Die Hoffnung, daß diese Preissteigerung wenigstens teilweise durch die Produktionsverbilligung auf Grund der allgemeinen Produktionsausweitung aufgefangen werden könnte, wird sich kaum erfüllen, nachdem der Produktionsausweitung durch Kohle-, Energie- und Rohstoffmangel Grenzen gesetzt sind.
Daß die Preissteigerung vor allem der Industrierohstoffe sich sehr schnell auch auf das allgemeine Preisniveau auswirken wird, zeigt am deutlichsten bereits der Baumarkt. Hier sind Preissteigerungen für Ziegel, für Dachpfannen, für Bauholz, für Installationsmaterial bereits deutlich zu erkennen. Insgesamt dürfte ja bereits eine 20%ige Erhöhung der Baukosten gegenüber dem Frühjahr dieses Jahres eingetreten sein. Die Finanzierung vieler Bauten ist dadurch in Frage gestellt. Der zusätzliche Kapitalbedarf, der für die Restfinanzierung notwendig ist und der noch nicht gedeckt ist, dürfte mehrere Hundert Millionen für das Bundesgebiet betragen.

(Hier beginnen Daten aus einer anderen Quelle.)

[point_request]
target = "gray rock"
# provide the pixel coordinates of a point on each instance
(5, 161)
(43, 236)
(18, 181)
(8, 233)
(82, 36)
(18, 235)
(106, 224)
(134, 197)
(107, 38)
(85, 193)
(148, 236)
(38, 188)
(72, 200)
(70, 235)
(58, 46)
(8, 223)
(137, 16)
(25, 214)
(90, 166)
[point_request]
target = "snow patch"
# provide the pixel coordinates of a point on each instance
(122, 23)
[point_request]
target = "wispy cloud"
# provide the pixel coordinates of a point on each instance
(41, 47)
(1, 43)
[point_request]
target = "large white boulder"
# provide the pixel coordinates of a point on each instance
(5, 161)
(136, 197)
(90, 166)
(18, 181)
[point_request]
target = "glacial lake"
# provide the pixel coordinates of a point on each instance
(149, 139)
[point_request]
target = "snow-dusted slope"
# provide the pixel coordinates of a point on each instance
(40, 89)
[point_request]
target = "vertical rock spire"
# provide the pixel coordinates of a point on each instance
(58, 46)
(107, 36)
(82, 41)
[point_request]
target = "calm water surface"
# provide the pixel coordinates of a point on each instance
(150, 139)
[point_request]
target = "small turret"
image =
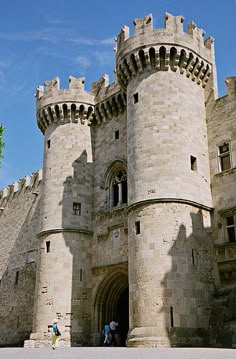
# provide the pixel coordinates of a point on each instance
(60, 106)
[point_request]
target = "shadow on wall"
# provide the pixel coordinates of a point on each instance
(21, 218)
(189, 286)
(77, 204)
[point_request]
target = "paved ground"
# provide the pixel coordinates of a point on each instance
(117, 353)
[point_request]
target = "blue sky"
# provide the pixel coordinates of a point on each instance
(43, 39)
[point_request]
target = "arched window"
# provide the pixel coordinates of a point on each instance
(119, 189)
(115, 184)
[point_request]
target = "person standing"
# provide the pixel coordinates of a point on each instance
(113, 328)
(55, 334)
(106, 333)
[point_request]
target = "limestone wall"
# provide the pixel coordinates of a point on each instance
(19, 222)
(173, 277)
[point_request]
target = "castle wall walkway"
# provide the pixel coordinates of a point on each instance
(117, 353)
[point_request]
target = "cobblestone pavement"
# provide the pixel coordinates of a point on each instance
(117, 353)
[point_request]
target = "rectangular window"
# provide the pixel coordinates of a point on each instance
(230, 228)
(224, 157)
(171, 317)
(137, 227)
(136, 97)
(47, 246)
(117, 134)
(77, 208)
(193, 162)
(16, 277)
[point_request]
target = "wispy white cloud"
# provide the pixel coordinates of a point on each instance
(54, 35)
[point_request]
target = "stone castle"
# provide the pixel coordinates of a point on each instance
(133, 216)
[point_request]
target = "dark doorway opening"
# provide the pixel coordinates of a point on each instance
(122, 315)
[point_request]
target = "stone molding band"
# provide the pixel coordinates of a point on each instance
(63, 230)
(163, 57)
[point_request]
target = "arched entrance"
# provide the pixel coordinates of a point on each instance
(112, 301)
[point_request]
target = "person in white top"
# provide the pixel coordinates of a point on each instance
(113, 326)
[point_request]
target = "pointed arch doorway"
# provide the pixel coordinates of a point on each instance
(112, 301)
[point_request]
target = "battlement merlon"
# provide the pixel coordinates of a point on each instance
(231, 86)
(171, 34)
(30, 181)
(51, 93)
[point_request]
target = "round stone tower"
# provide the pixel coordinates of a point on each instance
(63, 273)
(171, 272)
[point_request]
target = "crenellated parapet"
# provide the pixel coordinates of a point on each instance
(28, 183)
(110, 100)
(168, 49)
(231, 86)
(59, 106)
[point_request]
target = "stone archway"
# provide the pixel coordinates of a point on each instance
(112, 301)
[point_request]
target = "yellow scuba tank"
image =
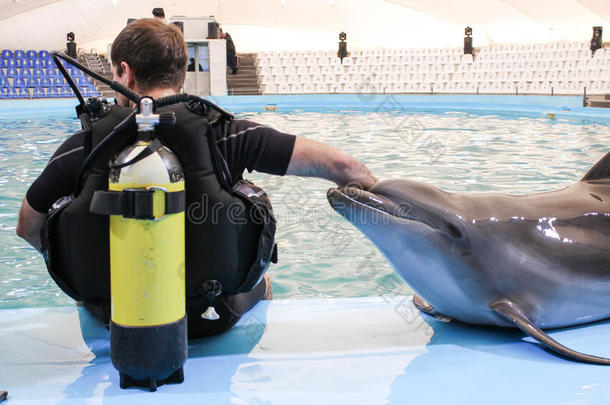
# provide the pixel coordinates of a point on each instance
(148, 333)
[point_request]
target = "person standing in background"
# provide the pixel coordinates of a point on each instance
(231, 53)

Als Ursachen der Preissteigerung wurden zunächst Spekulation, Hortungskäufe, mangelnde Preisdisziplin, Preistreiberei beim Erzeuger — so das Landwirtschaftsministerium — und überhöhte Handelsspannen angegeben. Diese Gründe können jedoch für sich allein als durchschlagend nicht anerkannt werden. Das Bundeswirtschaftsministerium beispielsweise hat gegenüber einer Verlautbarung des Bundeslandwirtschaftsministeriums erklärt, es sei unbillig, vom Verkäufer zu verlangen, er solle Produkte billiger abgeben, als er Preise am Markt erzielen könne.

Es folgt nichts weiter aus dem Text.